Von der Umsetzung der UN-Behindertenrechtskonvention ist Deutschland noch weit entfernt. Dies wurde an der Entscheidung des Runden Tisches Heimerziehung, der seine Arbeit im Dezember 2010 beendet hat, deutlich. Die betroffenen ehemaligen Heimkinder, die in Behindertenheimen untergebracht waren, müssen nun gesondert für ihr Recht auf Entschädigung und Rehabilitation kämpfen.

Der Umgang mit den Opfern spiegelt die Haltung zu den Verbrechen der Täter

Das Bewusstsein für ebenbürtige Menschenrechte von Behinderten ist in der Geschichte der Bundesrepublik Deutschland keinesfalls selbstverständlich, dies wird am langjährigen Kampf um die Aufhebung des NS-Gesetzes zur „Verhinderung erbkranken Nachwuchses“ und der Anerkennung und Entschädigung der Überlebenden der NS-Eugenik deutlich.
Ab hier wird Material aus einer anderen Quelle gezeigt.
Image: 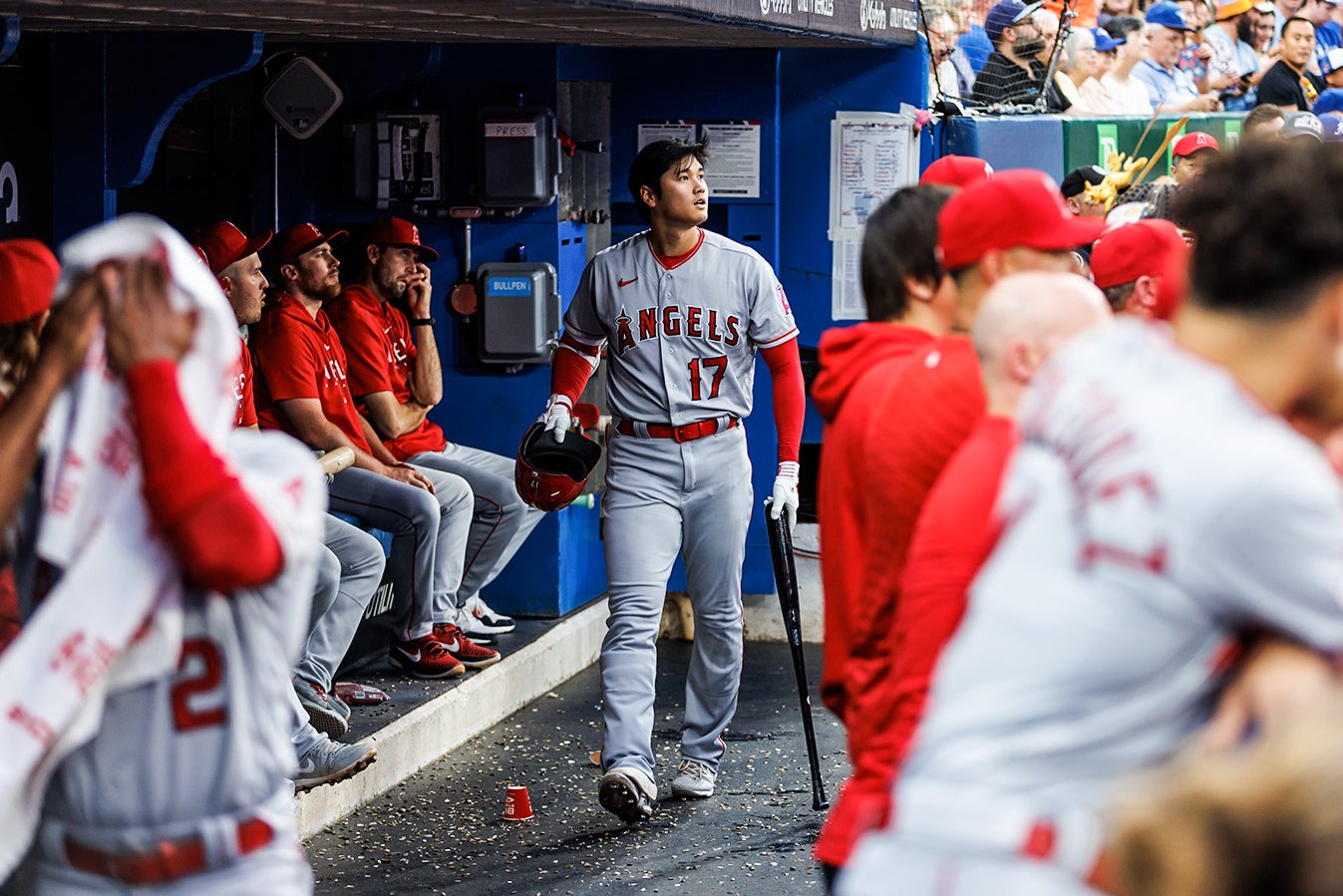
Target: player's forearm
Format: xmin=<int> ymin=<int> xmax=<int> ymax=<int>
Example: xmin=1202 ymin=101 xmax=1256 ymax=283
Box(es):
xmin=760 ymin=339 xmax=808 ymax=463
xmin=550 ymin=333 xmax=601 ymax=407
xmin=410 ymin=324 xmax=444 ymax=406
xmin=125 ymin=360 xmax=283 ymax=592
xmin=0 ymin=355 xmax=65 ymax=528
Der Erziehungswissenschaftler Prof. Dr. Manfred Kappeler konstatiert hierzu: „Der Umgang mit den Opfern spiegelt die Haltung zu den Verbrechen der Täter.“ (2) Die Fraktion Bündnis 90/Die Grünen und andere außerparlamentarischen Gruppen mussten jahrelangen beharrlichen Druck ausüben (3), bis das NS-Erbgesundheitsgesetz endlich für nichtig erklärt wurde. (4)
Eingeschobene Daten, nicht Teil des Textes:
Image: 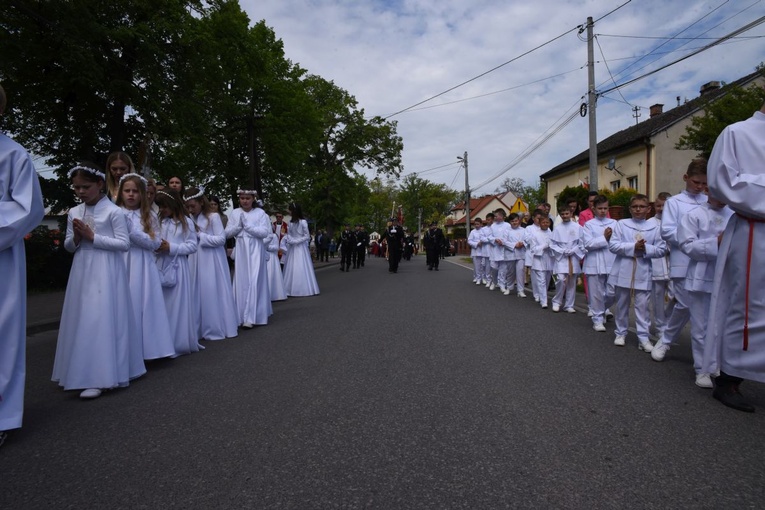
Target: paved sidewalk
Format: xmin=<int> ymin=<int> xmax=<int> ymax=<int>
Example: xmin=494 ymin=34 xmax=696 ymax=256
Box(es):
xmin=27 ymin=257 xmax=340 ymax=336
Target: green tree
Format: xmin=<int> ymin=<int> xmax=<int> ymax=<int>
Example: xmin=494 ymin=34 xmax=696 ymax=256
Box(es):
xmin=675 ymin=64 xmax=765 ymax=158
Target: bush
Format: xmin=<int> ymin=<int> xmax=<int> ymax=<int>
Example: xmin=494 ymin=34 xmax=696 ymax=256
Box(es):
xmin=24 ymin=225 xmax=72 ymax=292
Das NS-Erbgesundheitsgesetz und der lange Weg zur Rehabilitation

Eine Auswahl der Stationen auf dem Weg zur Gesetzesänderung zeigt, wie schwierig der Bewusstseinswandel zu erreichen war:

„Im Jahre 1974 setzte der Deutsche Bundestag das Gesetz zur Verhütung erbkranken Nachwuchses mit dem Fünften Gesetz zur Reform des Strafrechts vom 18. Juni 1974 außer Kraft, soweit es als Bundesrecht fortgalt. Es wurde ausdrücklich nicht aufgehoben. Damit war es aber weiterhin rechtlich existent. Denn das Inkrafttreten und Außerkrafttreten eines verkündeten Gesetzes ist Teil der normativen Regelung, nicht des Gesetzgebungsverfahrens. Obwohl ein Gesetz außer Kraft getreten ist, existiert es noch: es entfaltet nur keine Wirksamkeit mehr. Die rechtliche Situation ist mit der vergleichbar, die bei der Verkündung beim Inkrafttreten von Gesetzen gilt.
[...]
Am 25. August 1998 schließlich verabschiedete der Deutsche Bundestag das Gesetz zur Aufhebung nationalsozialistischer Unrechtsurteile in der Strafrechtspflege und von Sterilisationsentscheidungen der ehemaligen Erbgesundheitsgerichte. Die eine Unfruchtbarmachung anordnenden und auch rechtskräftigen Beschlüsse, die von den Gerichten aufgrund des Gesetzes zur Verhütung erbkranken Nachwuchses erlassen worden waren, wurden aufgehoben. Das Gesetz selbst blieb außer Kraft gesetzt, es wurde nicht aufgehoben.
(5) [...]
Der Sechzehnte Deutsche Bundestag ist schließlich, wenn auch sehr spät, seiner Verantwortung gerecht geworden. In seiner 100. Sitzung am 24. Mai 2007 hat er ausdrücklich ausgeführt, dass das Gesetz zur Verhütung erbkranken Nachwuchses niemals Bestandteil der materiellen Rechtsordnung der Bundesrepublik Deutschland geworden ist. Der Bundestag stellte ausdrücklich fest, dass das Gesetz in der Bundesrepublik Deutschland nie gegolten hat. Damit wurde der von ihm selbst gesetzte Rechtsschein beseitigt und die Auffassung der Rechtsprechung widerlegt.“
[...]
Somit hat der Deutsche Bundestag bekräftigt, dass die Opfer der Zwangssterilisierungsmaßnahmen aus rassischen Gründen verfolgt wurden und damit Verfolgte im Sinne des Bundesentschädigungsgesetzes sind. Opfer sind deshalb ausdrücklich als solche anzuerkennen und entsprechend zu entschädigen.“ (6)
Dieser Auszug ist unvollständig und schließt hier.